II. Die Einspruchsabteilung war der Auffassung, dass die vorgebrachten Einspruchsgründe der Aufrechterhaltung des Patents in geändertem Umfang gemäß dem während der vor der Einspruchsabteilung gehaltenen mündlichen Verhandlung vom 15. Januar 2002 eingereichten Hilfsantrag I nicht entgegenstünden.
Sie hat insbesondere folgende Entgegenhaltungen berücksichtigt:
D1: "A. Schulman Plastics" - Broschüre, gedruckt vor Juli 1993
D5: Kunststofftaschenbuch, 21. Auflage, 1979, Seiten 38 bis 43, 266 und 365
D6: US-A-5 037 680
III. Mit Schreiben vom 25. April 2005 zog die Einsprechende I ihre Beschwerde zurück. In ihrer Beschwerdebegründung wies sie auf folgendes Dokument hin, das sie prima facie als hoch relevant erachtete:
D13: T. Lunow, März 1991, Plastverarbeiter, 42 Jahrgang, Seiten 112 bis 117: "Modifiziertes Polyamid für selbsttragende Kfz-Außenspiegel"
IV. Am 23. Juni 2005 wurde vor der Beschwerdekammer mündlich verhandelt. Die Einsprechende I ist nicht erschienen, wie bereits in ihrem Schreiben vom 3. Mai 2005 angekündigt. In der Ausübung ihres Ermessens gemäß Artikel 114 (2) EPÜ entschied die Kammer, das Dokument D13 zu berücksichtigen.
Die Beschwerdeführerin beantragte den Widerruf des Patents.
Die Beschwerdegegnerin (Patentinhaberin) beantragte (Hauptantrag), die Beschwerde zurückzuweisen bzw. das Patent in der von der Einspruchsabteilung gebilligten Fassung aufrechtzuerhalten.
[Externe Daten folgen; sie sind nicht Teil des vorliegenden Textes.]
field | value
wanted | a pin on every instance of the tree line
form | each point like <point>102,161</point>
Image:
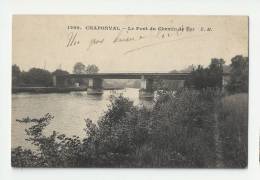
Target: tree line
<point>37,77</point>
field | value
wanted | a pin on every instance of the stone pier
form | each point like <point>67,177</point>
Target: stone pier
<point>95,86</point>
<point>146,91</point>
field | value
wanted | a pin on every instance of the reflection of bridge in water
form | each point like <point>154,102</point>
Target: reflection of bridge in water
<point>95,85</point>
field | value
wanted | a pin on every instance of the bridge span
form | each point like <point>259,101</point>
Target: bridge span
<point>95,81</point>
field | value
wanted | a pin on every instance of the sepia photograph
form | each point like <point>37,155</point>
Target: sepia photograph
<point>129,91</point>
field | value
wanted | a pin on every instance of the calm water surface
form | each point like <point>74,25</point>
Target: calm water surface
<point>69,111</point>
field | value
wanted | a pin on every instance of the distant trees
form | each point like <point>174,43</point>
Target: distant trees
<point>80,68</point>
<point>239,75</point>
<point>37,77</point>
<point>16,73</point>
<point>59,72</point>
<point>207,77</point>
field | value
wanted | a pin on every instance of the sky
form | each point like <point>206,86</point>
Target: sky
<point>135,43</point>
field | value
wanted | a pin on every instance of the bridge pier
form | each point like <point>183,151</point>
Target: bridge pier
<point>146,91</point>
<point>95,86</point>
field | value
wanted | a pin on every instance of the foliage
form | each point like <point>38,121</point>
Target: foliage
<point>207,77</point>
<point>239,75</point>
<point>79,68</point>
<point>179,131</point>
<point>16,72</point>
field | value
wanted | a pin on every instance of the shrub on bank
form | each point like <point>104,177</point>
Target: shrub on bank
<point>179,131</point>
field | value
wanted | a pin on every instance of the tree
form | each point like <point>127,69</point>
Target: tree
<point>91,69</point>
<point>79,68</point>
<point>207,77</point>
<point>37,77</point>
<point>239,75</point>
<point>16,74</point>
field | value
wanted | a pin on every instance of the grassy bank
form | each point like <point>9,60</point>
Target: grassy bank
<point>179,131</point>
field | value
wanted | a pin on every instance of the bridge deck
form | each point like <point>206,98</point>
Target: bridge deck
<point>170,76</point>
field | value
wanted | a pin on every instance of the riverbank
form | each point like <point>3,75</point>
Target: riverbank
<point>54,89</point>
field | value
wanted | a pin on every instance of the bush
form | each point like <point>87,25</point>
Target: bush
<point>180,131</point>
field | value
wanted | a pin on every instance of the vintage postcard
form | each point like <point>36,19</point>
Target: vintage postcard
<point>130,91</point>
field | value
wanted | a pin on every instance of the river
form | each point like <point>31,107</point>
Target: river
<point>69,111</point>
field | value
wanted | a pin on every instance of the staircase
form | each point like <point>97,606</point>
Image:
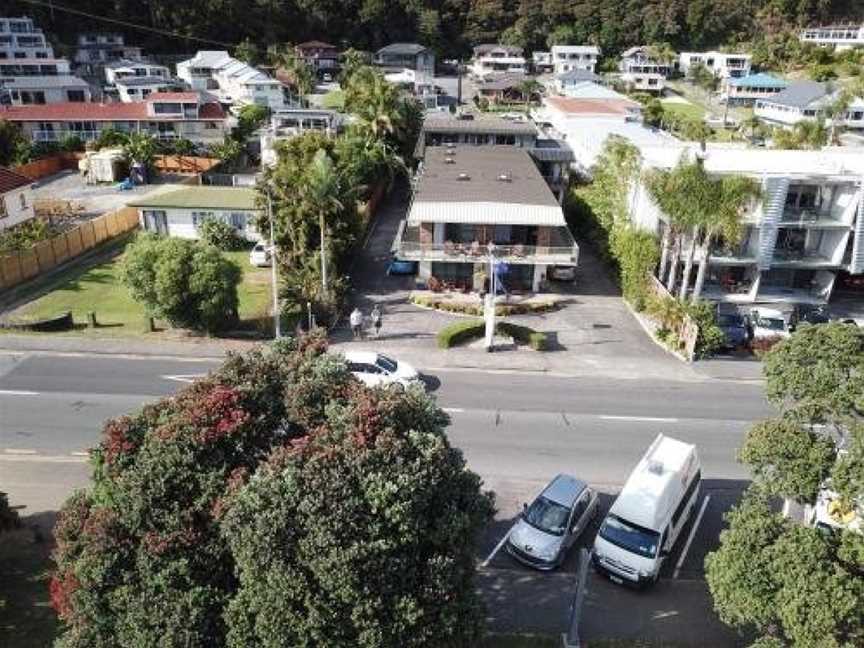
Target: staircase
<point>775,190</point>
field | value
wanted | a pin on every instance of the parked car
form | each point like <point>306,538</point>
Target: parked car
<point>562,273</point>
<point>735,330</point>
<point>260,255</point>
<point>550,526</point>
<point>376,370</point>
<point>766,323</point>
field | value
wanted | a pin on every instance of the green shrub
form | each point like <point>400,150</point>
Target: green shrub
<point>219,234</point>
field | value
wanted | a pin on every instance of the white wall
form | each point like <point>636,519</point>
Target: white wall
<point>15,211</point>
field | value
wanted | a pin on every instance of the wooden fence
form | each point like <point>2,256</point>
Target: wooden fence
<point>20,266</point>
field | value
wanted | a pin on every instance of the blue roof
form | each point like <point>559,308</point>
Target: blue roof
<point>760,80</point>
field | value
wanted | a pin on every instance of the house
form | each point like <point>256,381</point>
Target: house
<point>806,100</point>
<point>469,200</point>
<point>407,56</point>
<point>542,62</point>
<point>724,65</point>
<point>320,56</point>
<point>16,198</point>
<point>566,58</point>
<point>21,39</point>
<point>167,116</point>
<point>745,91</point>
<point>808,227</point>
<point>291,122</point>
<point>232,81</point>
<point>491,59</point>
<point>179,210</point>
<point>642,73</point>
<point>840,37</point>
<point>552,157</point>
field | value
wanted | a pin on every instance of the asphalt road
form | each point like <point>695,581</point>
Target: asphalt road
<point>516,430</point>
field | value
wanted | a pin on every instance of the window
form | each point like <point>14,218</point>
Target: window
<point>682,506</point>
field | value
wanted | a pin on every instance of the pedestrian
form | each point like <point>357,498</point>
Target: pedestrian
<point>376,320</point>
<point>357,323</point>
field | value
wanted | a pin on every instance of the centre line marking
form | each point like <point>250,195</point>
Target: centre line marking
<point>652,419</point>
<point>691,536</point>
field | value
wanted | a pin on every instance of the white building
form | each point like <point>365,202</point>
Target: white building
<point>491,59</point>
<point>642,73</point>
<point>20,39</point>
<point>179,210</point>
<point>808,227</point>
<point>566,58</point>
<point>723,64</point>
<point>16,198</point>
<point>231,80</point>
<point>839,37</point>
<point>807,100</point>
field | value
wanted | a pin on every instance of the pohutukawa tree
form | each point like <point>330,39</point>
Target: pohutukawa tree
<point>277,502</point>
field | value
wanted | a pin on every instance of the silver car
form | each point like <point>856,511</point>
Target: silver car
<point>550,526</point>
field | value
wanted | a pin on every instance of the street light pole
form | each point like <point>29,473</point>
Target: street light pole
<point>277,324</point>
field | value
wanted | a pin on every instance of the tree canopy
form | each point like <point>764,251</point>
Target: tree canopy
<point>275,502</point>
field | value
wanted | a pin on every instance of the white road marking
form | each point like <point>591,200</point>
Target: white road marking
<point>691,536</point>
<point>190,378</point>
<point>497,548</point>
<point>650,419</point>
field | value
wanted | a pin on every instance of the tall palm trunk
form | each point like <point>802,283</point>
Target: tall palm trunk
<point>688,264</point>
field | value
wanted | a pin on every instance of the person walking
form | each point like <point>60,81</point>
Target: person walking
<point>356,319</point>
<point>376,320</point>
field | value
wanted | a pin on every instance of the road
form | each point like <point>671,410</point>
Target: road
<point>516,431</point>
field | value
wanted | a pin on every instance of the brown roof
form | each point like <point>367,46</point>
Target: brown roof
<point>10,180</point>
<point>592,106</point>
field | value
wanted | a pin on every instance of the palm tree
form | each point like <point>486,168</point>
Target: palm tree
<point>321,188</point>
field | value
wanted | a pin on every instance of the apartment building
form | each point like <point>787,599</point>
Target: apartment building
<point>232,81</point>
<point>723,64</point>
<point>21,39</point>
<point>808,227</point>
<point>497,59</point>
<point>840,37</point>
<point>641,72</point>
<point>566,58</point>
<point>807,100</point>
<point>167,116</point>
<point>473,202</point>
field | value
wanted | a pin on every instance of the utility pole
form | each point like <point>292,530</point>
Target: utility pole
<point>277,324</point>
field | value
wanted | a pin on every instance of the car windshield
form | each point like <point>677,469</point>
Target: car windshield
<point>772,323</point>
<point>629,536</point>
<point>387,364</point>
<point>548,516</point>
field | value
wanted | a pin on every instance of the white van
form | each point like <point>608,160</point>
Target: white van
<point>647,517</point>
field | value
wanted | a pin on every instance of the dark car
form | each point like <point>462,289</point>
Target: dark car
<point>735,330</point>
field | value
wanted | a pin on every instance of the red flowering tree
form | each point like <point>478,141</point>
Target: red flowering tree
<point>154,553</point>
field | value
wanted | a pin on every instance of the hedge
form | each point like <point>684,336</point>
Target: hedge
<point>459,332</point>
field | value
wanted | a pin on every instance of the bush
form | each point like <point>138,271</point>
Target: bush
<point>219,234</point>
<point>184,282</point>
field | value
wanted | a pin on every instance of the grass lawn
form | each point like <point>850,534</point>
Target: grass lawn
<point>98,289</point>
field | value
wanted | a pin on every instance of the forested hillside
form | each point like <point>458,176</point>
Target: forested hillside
<point>451,26</point>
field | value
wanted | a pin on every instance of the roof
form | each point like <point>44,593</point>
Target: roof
<point>574,107</point>
<point>564,490</point>
<point>199,197</point>
<point>402,48</point>
<point>760,80</point>
<point>485,184</point>
<point>800,95</point>
<point>10,180</point>
<point>655,485</point>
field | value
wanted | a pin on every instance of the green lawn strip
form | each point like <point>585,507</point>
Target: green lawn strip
<point>26,618</point>
<point>99,289</point>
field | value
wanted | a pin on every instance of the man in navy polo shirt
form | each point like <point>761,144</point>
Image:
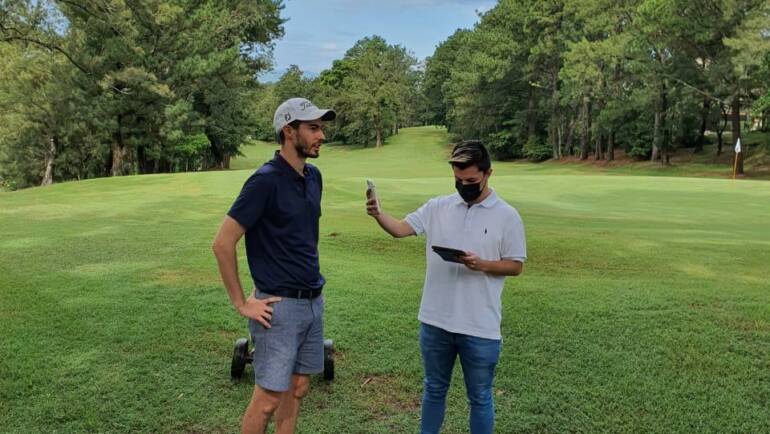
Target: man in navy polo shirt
<point>278,211</point>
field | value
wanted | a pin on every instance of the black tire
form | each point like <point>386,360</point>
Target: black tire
<point>328,360</point>
<point>240,354</point>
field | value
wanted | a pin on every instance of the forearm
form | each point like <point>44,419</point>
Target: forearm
<point>503,267</point>
<point>227,262</point>
<point>396,228</point>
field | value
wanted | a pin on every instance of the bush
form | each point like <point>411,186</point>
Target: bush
<point>503,146</point>
<point>537,151</point>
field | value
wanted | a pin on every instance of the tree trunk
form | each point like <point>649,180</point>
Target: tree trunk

Hilfsweise beantragte sie, das Patent auf der Basis der am 23. Mai 2005 eingereichten Hilfsanträge I bis V oder der während der mündlichen Verhandlung eingereichten Hilfsanträge VI bis XI aufrechtzuerhalten.
V. Der Anspruch 1 gemäß Hauptantrag lautet wie folgt:
"Außenrückblickspiegel für Fahrzeuge, insbesondere für Kraftfahrzeuge, mit einem Spiegelfuß (1) und einem Spiegelgehäuse (2), die aus mindestens einem Thermoplast hergestellt sind, das ein Lichtschutzmittel und ein Farbmittel enthält,
dadurch gekennzeichnet, dass der Thermoplast zwischen etwa 0,05 % bis etwa 1 % mindestens eines Lichtschutzmittels und zwischen etwa 0,05 % bis etwa 2 % wenigstens eines Farbmittels enthält, und dass dem Thermoplast Füllmittel zwischen etwa 10 % und etwa 40 % zugegeben ist."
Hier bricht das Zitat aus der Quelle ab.